Secondly, try to educate yourself about your injury. Once you know what you have, Google everything, look on YouTube, look at exercises, look at why that’s caused, look at all of these kinds of things. You will become a better dancer and a more well-rounded person as well. Be curious and hungry. Especially if you’re injured for a long time- even better actually, because you can use that time wisely and do so many other things. Not to take your mind off of it, but to be more involved and more in control of it. When you are injured you’re losing control, and we all like to have control of situations, so I think through education you actually become more in control of yourself and the situation. It helps so much.

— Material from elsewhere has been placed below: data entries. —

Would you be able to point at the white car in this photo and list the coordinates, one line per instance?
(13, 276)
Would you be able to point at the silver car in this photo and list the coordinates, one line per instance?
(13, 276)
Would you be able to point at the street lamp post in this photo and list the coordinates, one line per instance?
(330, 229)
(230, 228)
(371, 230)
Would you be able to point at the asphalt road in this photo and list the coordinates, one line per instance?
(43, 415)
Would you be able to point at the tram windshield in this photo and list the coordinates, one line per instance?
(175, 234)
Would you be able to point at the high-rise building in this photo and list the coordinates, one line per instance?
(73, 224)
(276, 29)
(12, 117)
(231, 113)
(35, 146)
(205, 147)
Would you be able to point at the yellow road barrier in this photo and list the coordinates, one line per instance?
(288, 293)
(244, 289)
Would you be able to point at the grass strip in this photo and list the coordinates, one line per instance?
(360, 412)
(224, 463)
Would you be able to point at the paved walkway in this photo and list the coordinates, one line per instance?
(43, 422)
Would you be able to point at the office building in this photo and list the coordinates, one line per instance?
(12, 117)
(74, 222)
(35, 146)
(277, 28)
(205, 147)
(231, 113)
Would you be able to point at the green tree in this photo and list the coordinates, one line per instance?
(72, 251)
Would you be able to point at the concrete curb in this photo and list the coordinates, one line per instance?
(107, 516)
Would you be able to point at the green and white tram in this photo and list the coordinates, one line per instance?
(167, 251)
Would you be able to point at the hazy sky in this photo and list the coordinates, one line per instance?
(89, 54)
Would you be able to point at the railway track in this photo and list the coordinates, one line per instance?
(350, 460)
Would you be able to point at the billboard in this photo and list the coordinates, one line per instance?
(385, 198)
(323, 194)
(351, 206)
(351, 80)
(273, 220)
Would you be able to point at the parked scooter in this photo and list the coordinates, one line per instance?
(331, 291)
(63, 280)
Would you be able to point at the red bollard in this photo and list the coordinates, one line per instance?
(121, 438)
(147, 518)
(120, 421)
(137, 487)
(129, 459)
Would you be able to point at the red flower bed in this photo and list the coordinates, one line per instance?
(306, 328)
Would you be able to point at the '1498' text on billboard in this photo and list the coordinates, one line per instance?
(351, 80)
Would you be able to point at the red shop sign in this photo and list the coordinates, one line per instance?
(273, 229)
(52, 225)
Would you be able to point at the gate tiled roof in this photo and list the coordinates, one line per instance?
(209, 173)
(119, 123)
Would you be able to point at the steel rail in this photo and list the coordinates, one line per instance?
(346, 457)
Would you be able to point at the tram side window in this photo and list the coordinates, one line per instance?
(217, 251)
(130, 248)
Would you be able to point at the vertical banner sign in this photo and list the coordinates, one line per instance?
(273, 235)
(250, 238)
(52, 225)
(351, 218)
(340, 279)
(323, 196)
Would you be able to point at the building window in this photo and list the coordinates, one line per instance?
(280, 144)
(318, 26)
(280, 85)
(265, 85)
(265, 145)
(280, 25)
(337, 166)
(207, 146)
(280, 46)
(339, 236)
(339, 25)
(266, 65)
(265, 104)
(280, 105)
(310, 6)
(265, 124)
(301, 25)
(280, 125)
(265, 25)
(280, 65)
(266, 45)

And lastly, never give up. It is out of the question. I think that’s one of the main things that got me through as well. It seemed like I would never kind of get out of it, but I was so determined to not give up and to find a solution.”
When Liam says, never give up, he’s not talking about 2 weeks, 6 months, or even a year. From start to finish the injury lasted 4 years, the worst part being the latter two. But through, dedication, education, and a determination to never give up, he finds himself now dancing on a stage in full health, and also living life more fully because of all that this experience gave him.
I hope this interview is as much of an encouragement to you as it was to me.